確かに日本でも一部の電力自由化は行われている。だが、今後さらなる再生可能エネルギーの拡大には、(1)市場を活性化するための発送配電分離と完全電力自由化、(2)民間投資を呼び込むインセンティブと競争原理の導入、(3)それを支えるインフラ整備を国がしっかりと推し進めること、という抜本的な改革が必要であろう。
日本の再生可能エネルギー普及のグランドデザインを
化石燃料の価格高騰への対応や中東依存の縮小、原子力からの政策的撤退、またCO2削減手段の1つとしてなど、理由はさまざまだが再生可能エネルギーへの要望は今後も世界的に弱まることはないだろう。
その中で、日本も既存の中央集権的なエネルギーシステムから、地域を中心とした自立分散型システムへの移行を考える時期に来ているのではないだろうか。

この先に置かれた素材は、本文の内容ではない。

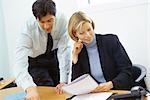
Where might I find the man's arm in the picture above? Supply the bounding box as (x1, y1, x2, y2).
(54, 13, 72, 94)
(13, 30, 36, 90)
(54, 12, 72, 83)
(57, 33, 72, 83)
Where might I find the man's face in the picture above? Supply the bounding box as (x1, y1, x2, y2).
(37, 14, 55, 33)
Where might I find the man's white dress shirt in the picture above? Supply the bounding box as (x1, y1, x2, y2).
(14, 12, 71, 90)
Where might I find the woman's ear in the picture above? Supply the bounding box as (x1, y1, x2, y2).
(72, 31, 79, 42)
(73, 30, 77, 36)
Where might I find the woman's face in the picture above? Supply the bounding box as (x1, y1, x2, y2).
(75, 22, 94, 44)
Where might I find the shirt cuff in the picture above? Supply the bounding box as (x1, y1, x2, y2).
(21, 80, 37, 91)
(16, 77, 37, 91)
(60, 72, 69, 83)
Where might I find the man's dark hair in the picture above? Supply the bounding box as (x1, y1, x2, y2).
(32, 0, 56, 20)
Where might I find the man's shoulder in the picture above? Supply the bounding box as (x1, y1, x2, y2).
(52, 12, 67, 34)
(25, 17, 38, 28)
(55, 12, 67, 24)
(56, 11, 66, 19)
(21, 16, 40, 36)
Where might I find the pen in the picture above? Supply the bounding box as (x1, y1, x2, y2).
(66, 95, 76, 100)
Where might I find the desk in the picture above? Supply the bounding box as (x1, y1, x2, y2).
(0, 87, 149, 100)
(0, 77, 15, 90)
(0, 86, 66, 100)
(109, 90, 129, 94)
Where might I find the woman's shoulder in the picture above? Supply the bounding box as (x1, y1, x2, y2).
(96, 33, 119, 40)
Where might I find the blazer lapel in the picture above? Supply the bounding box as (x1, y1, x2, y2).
(96, 34, 107, 79)
(80, 45, 91, 73)
(96, 34, 105, 68)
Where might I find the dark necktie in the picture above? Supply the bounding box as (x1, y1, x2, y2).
(45, 33, 53, 54)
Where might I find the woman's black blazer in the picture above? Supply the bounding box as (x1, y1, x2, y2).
(72, 34, 133, 90)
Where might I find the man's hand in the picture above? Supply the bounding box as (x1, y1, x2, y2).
(26, 86, 40, 100)
(92, 81, 113, 93)
(55, 82, 66, 94)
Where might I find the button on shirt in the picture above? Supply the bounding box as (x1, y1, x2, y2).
(14, 12, 71, 90)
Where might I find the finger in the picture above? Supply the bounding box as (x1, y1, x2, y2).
(98, 86, 105, 91)
(59, 90, 63, 94)
(91, 87, 100, 93)
(56, 85, 64, 94)
(55, 87, 60, 94)
(75, 44, 81, 50)
(78, 39, 82, 43)
(98, 86, 108, 92)
(92, 89, 100, 93)
(94, 85, 104, 92)
(91, 90, 97, 93)
(55, 86, 58, 92)
(76, 46, 79, 50)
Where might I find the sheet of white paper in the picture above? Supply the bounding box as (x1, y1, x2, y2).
(62, 74, 98, 95)
(72, 92, 112, 100)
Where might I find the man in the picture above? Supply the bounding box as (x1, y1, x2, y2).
(13, 0, 71, 99)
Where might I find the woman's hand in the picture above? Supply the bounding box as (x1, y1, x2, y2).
(72, 39, 83, 64)
(55, 82, 66, 94)
(92, 81, 113, 93)
(26, 86, 40, 100)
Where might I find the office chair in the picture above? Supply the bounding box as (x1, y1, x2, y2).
(110, 64, 148, 100)
(131, 64, 147, 88)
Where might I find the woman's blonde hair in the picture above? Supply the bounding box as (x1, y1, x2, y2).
(68, 11, 95, 42)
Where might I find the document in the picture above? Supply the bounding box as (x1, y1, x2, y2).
(62, 74, 98, 95)
(72, 92, 113, 100)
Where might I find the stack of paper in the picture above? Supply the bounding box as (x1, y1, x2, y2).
(62, 74, 98, 95)
(62, 74, 113, 100)
(72, 92, 113, 100)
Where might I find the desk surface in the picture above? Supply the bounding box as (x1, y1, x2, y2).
(0, 86, 129, 100)
(0, 86, 66, 100)
(0, 77, 15, 90)
(0, 86, 148, 100)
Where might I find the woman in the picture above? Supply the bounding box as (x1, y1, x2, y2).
(68, 11, 133, 92)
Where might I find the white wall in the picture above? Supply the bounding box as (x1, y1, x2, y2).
(81, 0, 148, 67)
(54, 0, 77, 18)
(0, 1, 9, 78)
(145, 0, 150, 90)
(148, 0, 150, 75)
(1, 0, 35, 77)
(80, 0, 150, 90)
(1, 0, 150, 89)
(0, 0, 77, 77)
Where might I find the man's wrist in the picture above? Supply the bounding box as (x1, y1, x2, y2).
(59, 82, 67, 84)
(26, 86, 37, 93)
(108, 81, 113, 89)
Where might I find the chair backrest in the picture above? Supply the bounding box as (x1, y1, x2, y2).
(131, 64, 147, 88)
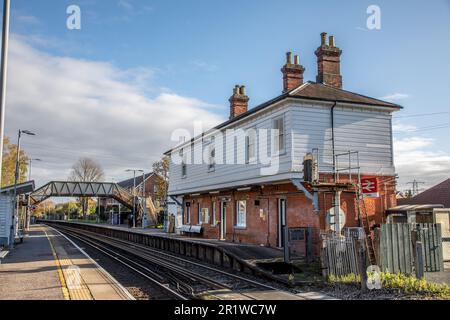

もちろん、風力発電機や太陽光パネルを建てる土地も限られた日本において、すべてを一気に再生可能エネルギーで賄うという夢物語を描くのではない。
現在は段階的に化石燃料や原発への依存を下げつつ、エネルギーの地産地消を実現するための現実的な道筋を真剣に検討する時期に来ていると考える。それによって日本の再生可能エネルギー産業自体も活性化し、今なお高いコストの低減や日本の技術力を生かした海外展開も可能となろう。
※京都議定書で規定された、先進国が他の先進国に投資して共同で温室効果ガス排出削減プロジェクトを実施し、削減分を投資国の目標達成に利用できる制度。